Antani ha parlato di “deterrenza”, osservando che l’attaccante in questo caso non temeva più di essere scoperto, quanto piuttosto di essere esposto pubblicamente. Altri esperti di sicurezza hanno definito la pratica come una completa invasione della privacy, sottolineando anche quanto sia sorprendente la quantità di dati che un software EDR può raccogliere da un endpoint.

La difesa di Huntress

Di fronte alle critiche, Huntress ha pubblicato lo stesso giorno un chiarimento ufficiale. L’azienda ha spiegato che la metodologia impiegata non differisce da quella utilizzata da qualunque altro vendor EDR. Questi strumenti, per natura, hanno infatti una visibilità molto ampia sul sistema ospite e monitorano costantemente comportamenti sospetti.

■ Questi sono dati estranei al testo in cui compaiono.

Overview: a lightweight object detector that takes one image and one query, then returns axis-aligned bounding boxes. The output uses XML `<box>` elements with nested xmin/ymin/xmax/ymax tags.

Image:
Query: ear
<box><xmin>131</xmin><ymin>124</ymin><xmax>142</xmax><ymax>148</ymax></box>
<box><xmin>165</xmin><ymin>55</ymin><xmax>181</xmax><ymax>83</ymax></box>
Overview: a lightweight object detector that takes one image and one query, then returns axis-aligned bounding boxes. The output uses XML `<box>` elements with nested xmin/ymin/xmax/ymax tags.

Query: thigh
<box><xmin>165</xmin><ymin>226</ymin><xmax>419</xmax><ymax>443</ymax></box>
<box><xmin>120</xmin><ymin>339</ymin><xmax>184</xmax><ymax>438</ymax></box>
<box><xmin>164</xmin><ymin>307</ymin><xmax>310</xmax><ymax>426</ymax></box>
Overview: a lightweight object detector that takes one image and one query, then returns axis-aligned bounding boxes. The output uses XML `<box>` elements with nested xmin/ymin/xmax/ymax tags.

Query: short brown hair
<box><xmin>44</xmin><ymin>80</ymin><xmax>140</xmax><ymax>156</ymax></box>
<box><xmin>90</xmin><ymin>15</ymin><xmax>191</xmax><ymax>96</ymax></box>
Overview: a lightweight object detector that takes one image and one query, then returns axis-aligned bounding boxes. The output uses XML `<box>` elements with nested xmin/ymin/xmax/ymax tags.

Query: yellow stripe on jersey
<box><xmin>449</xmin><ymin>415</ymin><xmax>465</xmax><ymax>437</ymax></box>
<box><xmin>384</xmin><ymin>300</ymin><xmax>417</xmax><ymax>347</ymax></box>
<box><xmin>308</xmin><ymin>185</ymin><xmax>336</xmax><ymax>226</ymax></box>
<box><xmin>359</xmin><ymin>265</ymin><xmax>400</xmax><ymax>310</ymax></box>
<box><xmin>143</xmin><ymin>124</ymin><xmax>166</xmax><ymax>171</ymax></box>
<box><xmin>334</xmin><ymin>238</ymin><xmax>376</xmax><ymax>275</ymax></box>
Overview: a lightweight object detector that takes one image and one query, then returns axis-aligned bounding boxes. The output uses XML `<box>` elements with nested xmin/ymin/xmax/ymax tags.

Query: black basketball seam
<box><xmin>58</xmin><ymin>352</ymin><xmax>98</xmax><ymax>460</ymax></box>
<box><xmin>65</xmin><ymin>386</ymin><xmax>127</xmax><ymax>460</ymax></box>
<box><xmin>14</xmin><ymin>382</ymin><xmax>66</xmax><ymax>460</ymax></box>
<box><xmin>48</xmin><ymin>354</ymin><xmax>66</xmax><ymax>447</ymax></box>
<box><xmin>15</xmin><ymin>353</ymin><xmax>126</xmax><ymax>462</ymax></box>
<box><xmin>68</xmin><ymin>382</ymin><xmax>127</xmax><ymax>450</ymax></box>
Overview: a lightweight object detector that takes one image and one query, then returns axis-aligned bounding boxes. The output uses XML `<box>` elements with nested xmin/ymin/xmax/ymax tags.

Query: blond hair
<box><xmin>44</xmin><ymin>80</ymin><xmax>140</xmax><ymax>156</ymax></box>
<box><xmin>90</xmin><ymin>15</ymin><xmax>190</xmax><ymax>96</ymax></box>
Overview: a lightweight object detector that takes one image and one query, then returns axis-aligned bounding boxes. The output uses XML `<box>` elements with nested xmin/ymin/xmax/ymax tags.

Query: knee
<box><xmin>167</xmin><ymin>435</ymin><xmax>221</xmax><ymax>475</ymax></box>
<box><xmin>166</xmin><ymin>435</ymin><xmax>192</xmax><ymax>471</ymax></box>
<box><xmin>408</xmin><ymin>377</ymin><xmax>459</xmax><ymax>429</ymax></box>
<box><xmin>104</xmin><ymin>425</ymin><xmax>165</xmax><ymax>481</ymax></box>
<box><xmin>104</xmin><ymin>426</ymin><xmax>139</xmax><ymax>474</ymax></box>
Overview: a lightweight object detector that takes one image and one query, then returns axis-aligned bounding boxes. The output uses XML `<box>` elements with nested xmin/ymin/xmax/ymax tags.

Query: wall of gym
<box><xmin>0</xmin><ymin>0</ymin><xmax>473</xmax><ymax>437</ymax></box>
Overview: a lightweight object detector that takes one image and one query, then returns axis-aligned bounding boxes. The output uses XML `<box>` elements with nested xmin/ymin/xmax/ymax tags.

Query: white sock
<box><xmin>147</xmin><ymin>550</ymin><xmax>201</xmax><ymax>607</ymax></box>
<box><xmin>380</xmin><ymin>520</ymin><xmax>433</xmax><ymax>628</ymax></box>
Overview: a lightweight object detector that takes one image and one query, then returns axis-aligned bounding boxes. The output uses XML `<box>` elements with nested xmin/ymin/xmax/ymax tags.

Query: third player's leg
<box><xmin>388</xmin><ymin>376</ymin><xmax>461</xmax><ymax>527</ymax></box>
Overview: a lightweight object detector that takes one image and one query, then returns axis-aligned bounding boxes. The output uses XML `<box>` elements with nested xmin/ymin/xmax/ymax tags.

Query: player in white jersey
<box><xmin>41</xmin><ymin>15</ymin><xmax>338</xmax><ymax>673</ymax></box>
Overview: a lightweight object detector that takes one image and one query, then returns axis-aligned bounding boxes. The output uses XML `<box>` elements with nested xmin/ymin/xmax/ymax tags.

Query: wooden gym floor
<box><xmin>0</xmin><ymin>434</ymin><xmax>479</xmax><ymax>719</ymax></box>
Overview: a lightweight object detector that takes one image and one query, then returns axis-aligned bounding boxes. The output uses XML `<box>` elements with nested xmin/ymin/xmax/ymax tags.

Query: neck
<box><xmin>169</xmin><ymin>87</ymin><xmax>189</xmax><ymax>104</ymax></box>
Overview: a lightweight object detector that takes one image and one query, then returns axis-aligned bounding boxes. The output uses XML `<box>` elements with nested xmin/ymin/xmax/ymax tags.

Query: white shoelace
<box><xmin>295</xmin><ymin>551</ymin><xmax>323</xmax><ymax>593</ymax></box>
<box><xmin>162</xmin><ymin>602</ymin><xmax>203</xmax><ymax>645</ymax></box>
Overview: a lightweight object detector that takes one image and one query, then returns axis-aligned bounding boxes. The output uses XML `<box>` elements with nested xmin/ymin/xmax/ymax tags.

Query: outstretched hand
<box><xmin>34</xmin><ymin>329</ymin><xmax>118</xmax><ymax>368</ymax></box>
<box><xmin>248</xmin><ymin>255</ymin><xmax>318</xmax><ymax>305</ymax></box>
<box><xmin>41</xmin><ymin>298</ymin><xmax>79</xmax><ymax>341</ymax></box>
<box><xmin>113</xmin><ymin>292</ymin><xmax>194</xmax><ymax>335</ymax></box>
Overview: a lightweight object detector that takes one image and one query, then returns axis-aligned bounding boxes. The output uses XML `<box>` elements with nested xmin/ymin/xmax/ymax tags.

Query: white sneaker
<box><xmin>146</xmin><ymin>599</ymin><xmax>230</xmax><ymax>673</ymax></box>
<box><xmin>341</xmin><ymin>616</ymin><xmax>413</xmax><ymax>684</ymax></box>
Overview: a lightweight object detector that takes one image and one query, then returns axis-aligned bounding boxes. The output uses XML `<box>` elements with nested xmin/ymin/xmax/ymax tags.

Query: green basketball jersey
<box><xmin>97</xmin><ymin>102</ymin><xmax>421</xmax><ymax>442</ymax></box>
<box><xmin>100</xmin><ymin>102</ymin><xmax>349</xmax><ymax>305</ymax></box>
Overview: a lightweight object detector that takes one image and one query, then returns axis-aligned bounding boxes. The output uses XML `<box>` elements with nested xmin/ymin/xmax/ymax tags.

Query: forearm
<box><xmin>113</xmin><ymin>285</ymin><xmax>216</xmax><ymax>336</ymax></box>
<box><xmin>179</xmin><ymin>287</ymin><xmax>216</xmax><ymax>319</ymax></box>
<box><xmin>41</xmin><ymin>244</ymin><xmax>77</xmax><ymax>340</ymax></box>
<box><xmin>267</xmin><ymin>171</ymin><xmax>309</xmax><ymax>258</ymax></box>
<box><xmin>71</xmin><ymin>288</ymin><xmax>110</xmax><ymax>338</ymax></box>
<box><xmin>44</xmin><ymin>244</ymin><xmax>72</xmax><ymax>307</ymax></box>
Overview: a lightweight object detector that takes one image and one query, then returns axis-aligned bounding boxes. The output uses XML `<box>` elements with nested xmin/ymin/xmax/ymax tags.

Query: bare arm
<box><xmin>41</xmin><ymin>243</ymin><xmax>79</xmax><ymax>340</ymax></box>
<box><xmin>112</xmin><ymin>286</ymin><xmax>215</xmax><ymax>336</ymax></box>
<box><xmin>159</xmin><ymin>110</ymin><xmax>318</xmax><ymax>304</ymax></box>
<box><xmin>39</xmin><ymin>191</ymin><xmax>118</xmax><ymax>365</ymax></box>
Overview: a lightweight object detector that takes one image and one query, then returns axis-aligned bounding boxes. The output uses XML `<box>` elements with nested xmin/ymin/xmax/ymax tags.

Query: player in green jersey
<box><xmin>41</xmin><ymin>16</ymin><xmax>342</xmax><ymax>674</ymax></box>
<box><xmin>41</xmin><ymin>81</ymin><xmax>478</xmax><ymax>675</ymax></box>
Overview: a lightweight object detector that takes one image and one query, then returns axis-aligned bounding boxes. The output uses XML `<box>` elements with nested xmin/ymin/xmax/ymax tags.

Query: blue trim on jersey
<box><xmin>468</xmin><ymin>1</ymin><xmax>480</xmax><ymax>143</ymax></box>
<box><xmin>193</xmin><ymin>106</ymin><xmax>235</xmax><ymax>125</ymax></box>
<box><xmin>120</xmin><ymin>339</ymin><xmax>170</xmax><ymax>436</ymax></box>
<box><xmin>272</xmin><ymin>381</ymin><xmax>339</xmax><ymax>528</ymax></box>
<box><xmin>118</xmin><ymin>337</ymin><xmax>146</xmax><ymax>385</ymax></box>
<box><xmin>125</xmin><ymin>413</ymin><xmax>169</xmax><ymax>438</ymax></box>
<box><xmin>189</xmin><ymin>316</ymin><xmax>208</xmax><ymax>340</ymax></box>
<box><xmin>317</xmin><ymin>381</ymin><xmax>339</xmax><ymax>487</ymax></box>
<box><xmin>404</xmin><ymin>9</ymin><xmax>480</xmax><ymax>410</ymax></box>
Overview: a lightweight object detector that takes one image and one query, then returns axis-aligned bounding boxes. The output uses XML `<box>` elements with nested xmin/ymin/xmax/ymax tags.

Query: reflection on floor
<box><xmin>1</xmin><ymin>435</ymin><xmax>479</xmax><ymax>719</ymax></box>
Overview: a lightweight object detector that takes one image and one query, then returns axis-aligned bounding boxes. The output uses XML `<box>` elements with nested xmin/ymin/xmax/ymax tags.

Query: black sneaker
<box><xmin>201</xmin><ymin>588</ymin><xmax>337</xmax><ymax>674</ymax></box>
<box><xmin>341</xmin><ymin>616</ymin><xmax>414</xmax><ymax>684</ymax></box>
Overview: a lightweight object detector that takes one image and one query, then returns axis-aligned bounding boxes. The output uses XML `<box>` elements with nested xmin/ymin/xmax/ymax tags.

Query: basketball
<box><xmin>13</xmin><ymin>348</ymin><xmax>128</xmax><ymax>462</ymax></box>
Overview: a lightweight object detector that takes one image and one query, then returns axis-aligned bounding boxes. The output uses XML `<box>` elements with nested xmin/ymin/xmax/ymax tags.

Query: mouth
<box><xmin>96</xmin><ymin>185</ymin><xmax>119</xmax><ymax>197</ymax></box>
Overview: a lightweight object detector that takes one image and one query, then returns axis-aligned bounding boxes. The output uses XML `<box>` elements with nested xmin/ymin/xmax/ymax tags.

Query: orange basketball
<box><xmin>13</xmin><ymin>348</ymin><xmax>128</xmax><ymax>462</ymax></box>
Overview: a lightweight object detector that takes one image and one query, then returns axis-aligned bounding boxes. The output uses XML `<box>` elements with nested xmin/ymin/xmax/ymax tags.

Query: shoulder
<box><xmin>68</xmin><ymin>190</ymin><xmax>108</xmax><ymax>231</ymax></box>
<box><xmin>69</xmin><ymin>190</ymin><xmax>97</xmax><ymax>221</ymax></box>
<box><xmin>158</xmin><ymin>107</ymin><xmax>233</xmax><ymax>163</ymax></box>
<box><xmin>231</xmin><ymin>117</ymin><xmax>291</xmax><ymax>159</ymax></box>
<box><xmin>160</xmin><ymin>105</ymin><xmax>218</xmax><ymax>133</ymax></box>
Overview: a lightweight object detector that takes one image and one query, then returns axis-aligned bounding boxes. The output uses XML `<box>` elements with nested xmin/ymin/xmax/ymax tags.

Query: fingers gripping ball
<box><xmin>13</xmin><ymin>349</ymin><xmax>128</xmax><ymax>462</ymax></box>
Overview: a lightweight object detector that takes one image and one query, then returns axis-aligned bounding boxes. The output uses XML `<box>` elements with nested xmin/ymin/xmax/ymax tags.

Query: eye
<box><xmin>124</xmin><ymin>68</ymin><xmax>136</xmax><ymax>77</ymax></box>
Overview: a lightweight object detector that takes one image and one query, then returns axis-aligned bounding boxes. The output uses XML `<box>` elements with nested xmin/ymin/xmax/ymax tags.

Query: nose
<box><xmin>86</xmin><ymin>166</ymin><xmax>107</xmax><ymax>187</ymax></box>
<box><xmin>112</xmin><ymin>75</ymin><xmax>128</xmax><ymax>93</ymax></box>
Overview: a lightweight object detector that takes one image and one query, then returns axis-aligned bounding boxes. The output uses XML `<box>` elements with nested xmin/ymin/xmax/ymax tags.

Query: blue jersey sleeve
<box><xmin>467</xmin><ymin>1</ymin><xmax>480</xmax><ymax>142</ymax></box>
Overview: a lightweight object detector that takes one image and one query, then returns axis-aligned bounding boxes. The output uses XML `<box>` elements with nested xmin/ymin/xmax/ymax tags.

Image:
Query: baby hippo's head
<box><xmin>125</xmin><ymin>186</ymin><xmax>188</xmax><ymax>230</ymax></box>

Nel documento, Huntress ha anche ribadito che i propri obiettivi sono da un lato indagare e rispondere alle minacce, dall’altro condividere con la community informazioni utili a migliorare le difese globali. Secondo l’azienda, il caso era stato individuato mentre i ricercatori analizzavano una serie di alert relativi a malware in esecuzione sul computer dell’attaccante, già associato a precedenti attività malevole.

L’azienda ha dichiarato infine di aver valutato attentamente cosa rendere pubblico, garantendo il rispetto degli obblighi di privacy e condividendo soltanto dati che potessero avere valore informativo per la difesa. Il messaggio finale ha voluto sottolineare i principi guida di Huntress: trasparenza, educazione e, non da ultimo, la volontà di “distruggere gli hacker” rendendo pubbliche le loro tattiche.